From the Department of Anesthesiology, Hospital for Special Surgery, New York, NY.
Reg Anesth Pain Med. 2018 Oct;43(7):725-731. doi: 10.1097/AAP.0000000000000813.
Previous research suggests that increased duration and lower levels of intraoperative hypotension (IOH) are associated with postoperative acute kidney injury (AKI). However, this association has not been evaluated in the context of intraoperative controlled hypotension (IOCH), a practice that has been linked in the past to improved outcomes with respect to blood loss and transfusion needs. This study aimed to investigate whether IOCH is associated with postoperative AKI among total hip arthroplasty patients at an institution where this technique is commonly practiced.
We performed a retrospective cohort study of 2431 unilateral total hip arthroplasty patients who received IOCH under neuraxial anesthesia as well as invasive arterial monitoring between March 2016 and January 2017. Multiple logistic regression was used to compute the adjusted odds ratios of postoperative AKI, adjusting for covariates including duration of intraoperative mean arterial pressure of less than 60 mm Hg. Sensitivity analyses also considered the effects of IOH defined at mean arterial pressure of less than 55 and less than 65 mm Hg.
Acute kidney injury occurred in 45 (1.85%) of the 2431 patients in this cohort. Longer duration of hypotension was not associated with increased odds of postoperative AKI. Preexisting differences, such as compromised renal function, best predicted increased odds of AKI.
In this study, AKI was rare. We found a lack of association between IOH and postoperative AKI in a setting where neuraxial anesthesia-facilitated IOCH is routinely practiced. Therefore, it seems prudent for future research and clinical guidelines to consider the distinction between inadvertent and controlled hypotension.
既往研究提示术中低血压(IOH)持续时间延长和程度加重与术后急性肾损伤(AKI)相关。然而,这一相关性在术中控制性低血压(IOCH)背景下尚未得到评估,该技术过去与减少出血量和输血需求相关,从而改善结局。本研究旨在调查在一个常规应用该技术的机构中,IOCH 是否与全髋关节置换术患者术后 AKI 相关。

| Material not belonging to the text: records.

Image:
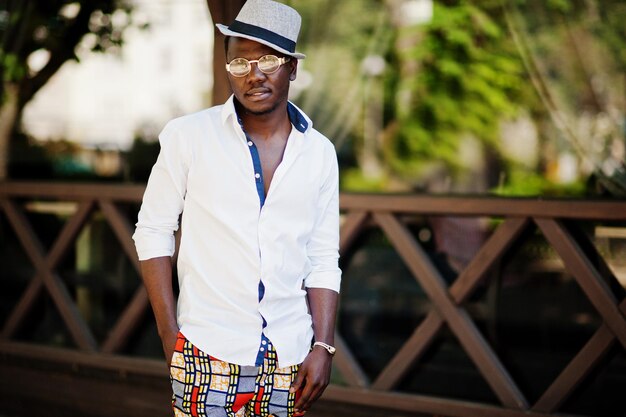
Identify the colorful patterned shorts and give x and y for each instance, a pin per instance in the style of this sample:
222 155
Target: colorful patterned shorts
204 386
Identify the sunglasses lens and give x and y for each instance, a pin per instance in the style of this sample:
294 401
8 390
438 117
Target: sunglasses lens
239 67
269 64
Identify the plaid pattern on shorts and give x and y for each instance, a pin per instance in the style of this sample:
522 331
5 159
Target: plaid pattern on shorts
204 386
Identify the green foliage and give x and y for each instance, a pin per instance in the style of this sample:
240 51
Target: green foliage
57 27
465 78
524 183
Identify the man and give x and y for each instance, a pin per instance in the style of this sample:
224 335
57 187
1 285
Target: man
257 187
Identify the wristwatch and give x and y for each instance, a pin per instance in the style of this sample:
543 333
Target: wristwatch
329 348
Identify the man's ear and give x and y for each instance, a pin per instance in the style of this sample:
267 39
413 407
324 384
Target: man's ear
294 69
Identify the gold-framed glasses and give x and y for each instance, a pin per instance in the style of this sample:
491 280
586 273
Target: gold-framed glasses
268 64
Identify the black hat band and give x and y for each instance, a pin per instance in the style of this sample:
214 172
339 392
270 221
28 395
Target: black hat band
261 33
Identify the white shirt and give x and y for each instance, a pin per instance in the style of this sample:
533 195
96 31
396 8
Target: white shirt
205 171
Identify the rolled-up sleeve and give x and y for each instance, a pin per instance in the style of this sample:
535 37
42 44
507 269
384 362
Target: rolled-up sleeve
164 197
323 246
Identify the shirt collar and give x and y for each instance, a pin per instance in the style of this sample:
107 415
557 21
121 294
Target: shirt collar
298 119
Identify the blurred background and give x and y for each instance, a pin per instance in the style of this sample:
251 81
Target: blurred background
516 97
499 99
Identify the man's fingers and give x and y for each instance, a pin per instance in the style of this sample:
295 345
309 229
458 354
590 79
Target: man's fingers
303 402
298 381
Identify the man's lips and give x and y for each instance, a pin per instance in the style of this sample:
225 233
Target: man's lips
258 93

我们进行了一项回顾性队列研究,纳入 2431 例行全身麻醉下单侧全髋关节置换术并接受有创动脉监测的患者,这些患者在 2016 年 3 月至 2017 年 1 月期间接受 IOCH。采用多因素逻辑回归计算术后 AKI 的校正比值比,校正变量包括术中平均动脉压低于 60mmHg 的时间。敏感性分析还考虑了平均动脉压低于 55mmHg 和低于 65mmHg 的 IOH 定义的影响。
在该队列的 2431 例患者中,45 例(1.85%)发生 AKI。低血压持续时间较长与术后 AKI 的发生几率增加无关。预先存在的差异,如肾功能受损,可最佳预测 AKI 的发生几率增加。
在本研究中,AKI 罕见。我们发现,在常规实施全身麻醉下 IOCH 的情况下,IOH 与术后 AKI 之间缺乏关联。因此,对于未来的研究和临床指南,考虑将意外性和控制性低血压加以区分似乎是合理的。